U.S.-Venezuela Oil Ties
Though Venezuela has repeatedly threatened to cut off its oil exports to the United States, analysts say the two countries are mutually dependent. Venezuela supplies about 1.5 million barrels of crude oil and refined petroleum products to the U.S. market every day, according to the EIA. Venezuelan oil comprises about 11 percent of U.S. crude oil imports, which amounts to 60 percent of Venezuela’s total exports. PDVSA also wholly owns five refineries in the United States and partly owns four refineries, either through partnerships with U.S. companies or through PDVSA’s U.S. subsidiary, CITGO. A U.S. Government Accountability Office (GAO) report (PDF) says Venezuela’s exports of crude oil and refined petroleum products to the United States have been relatively stable with the exception of the strike period.
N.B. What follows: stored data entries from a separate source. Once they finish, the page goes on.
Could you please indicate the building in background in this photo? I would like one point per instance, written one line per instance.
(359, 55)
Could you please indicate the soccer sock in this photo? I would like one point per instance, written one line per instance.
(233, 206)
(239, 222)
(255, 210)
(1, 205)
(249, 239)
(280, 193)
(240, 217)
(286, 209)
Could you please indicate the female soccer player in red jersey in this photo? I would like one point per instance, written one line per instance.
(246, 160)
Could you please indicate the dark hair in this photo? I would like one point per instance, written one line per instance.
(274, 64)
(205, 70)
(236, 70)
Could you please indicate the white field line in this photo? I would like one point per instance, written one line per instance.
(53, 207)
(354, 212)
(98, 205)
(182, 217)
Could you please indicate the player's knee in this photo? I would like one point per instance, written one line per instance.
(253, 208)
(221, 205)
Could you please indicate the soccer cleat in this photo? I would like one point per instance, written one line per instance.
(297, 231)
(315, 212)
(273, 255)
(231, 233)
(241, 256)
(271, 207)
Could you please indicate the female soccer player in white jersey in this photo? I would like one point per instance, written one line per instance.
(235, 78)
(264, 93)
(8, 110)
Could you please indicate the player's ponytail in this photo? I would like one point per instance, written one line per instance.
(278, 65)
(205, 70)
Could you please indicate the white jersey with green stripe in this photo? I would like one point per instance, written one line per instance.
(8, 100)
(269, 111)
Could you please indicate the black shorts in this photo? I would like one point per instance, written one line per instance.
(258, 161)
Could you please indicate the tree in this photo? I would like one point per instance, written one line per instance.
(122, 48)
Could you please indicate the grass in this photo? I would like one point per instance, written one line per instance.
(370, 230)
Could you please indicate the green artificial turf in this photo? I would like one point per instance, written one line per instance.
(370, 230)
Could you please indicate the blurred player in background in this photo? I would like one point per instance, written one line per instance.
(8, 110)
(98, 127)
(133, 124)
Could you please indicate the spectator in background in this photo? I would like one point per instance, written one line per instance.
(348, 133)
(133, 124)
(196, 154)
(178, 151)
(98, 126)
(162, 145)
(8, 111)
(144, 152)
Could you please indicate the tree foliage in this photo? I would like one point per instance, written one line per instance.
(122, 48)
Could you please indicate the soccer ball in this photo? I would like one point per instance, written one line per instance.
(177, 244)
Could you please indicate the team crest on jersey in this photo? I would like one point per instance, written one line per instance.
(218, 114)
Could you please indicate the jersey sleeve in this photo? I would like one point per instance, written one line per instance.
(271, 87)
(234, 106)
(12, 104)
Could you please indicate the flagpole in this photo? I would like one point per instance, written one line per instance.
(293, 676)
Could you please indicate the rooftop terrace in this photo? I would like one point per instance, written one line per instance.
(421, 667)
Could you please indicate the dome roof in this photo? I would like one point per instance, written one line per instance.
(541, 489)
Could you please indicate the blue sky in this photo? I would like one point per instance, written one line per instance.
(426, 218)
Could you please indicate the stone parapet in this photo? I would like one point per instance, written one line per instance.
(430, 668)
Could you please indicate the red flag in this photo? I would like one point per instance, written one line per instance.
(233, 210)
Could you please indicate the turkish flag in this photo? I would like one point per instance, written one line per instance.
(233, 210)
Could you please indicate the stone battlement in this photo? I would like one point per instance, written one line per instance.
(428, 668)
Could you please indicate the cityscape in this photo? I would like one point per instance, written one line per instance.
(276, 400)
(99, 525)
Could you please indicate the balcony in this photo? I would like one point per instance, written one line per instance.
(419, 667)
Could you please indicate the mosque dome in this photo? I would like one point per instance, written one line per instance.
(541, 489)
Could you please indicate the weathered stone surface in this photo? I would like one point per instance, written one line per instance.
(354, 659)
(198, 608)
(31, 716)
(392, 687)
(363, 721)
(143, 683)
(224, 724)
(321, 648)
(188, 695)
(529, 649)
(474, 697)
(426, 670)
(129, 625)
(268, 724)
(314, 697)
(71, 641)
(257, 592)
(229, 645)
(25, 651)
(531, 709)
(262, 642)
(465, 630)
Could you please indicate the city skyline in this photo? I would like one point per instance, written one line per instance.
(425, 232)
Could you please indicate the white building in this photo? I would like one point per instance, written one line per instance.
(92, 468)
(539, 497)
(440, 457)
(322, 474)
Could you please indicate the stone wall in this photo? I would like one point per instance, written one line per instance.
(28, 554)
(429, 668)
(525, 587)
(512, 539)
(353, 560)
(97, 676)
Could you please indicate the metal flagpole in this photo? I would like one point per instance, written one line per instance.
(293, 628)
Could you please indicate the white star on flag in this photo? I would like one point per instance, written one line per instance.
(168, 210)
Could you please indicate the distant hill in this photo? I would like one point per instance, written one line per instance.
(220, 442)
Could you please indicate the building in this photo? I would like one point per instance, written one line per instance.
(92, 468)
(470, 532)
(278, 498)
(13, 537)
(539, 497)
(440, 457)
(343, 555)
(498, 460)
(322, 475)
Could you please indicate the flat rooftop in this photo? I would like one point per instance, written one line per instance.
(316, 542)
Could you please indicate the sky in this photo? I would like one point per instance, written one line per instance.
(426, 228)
The World Bank’s Frepes-Cibils says “Venezuela will continue to be a key player in the U.S. market.” He argues that in the short term it will be very difficult for Venezuela to make a significant shift in supply from the United States. Nevertheless, Chavez has increasingly made efforts to diversify his oil clients in order to lessen the country’s dependence on the United States. The GAO report says the sudden loss of Venezuelan oil in the world market would raise world oil prices and slow the economic growth of the United States.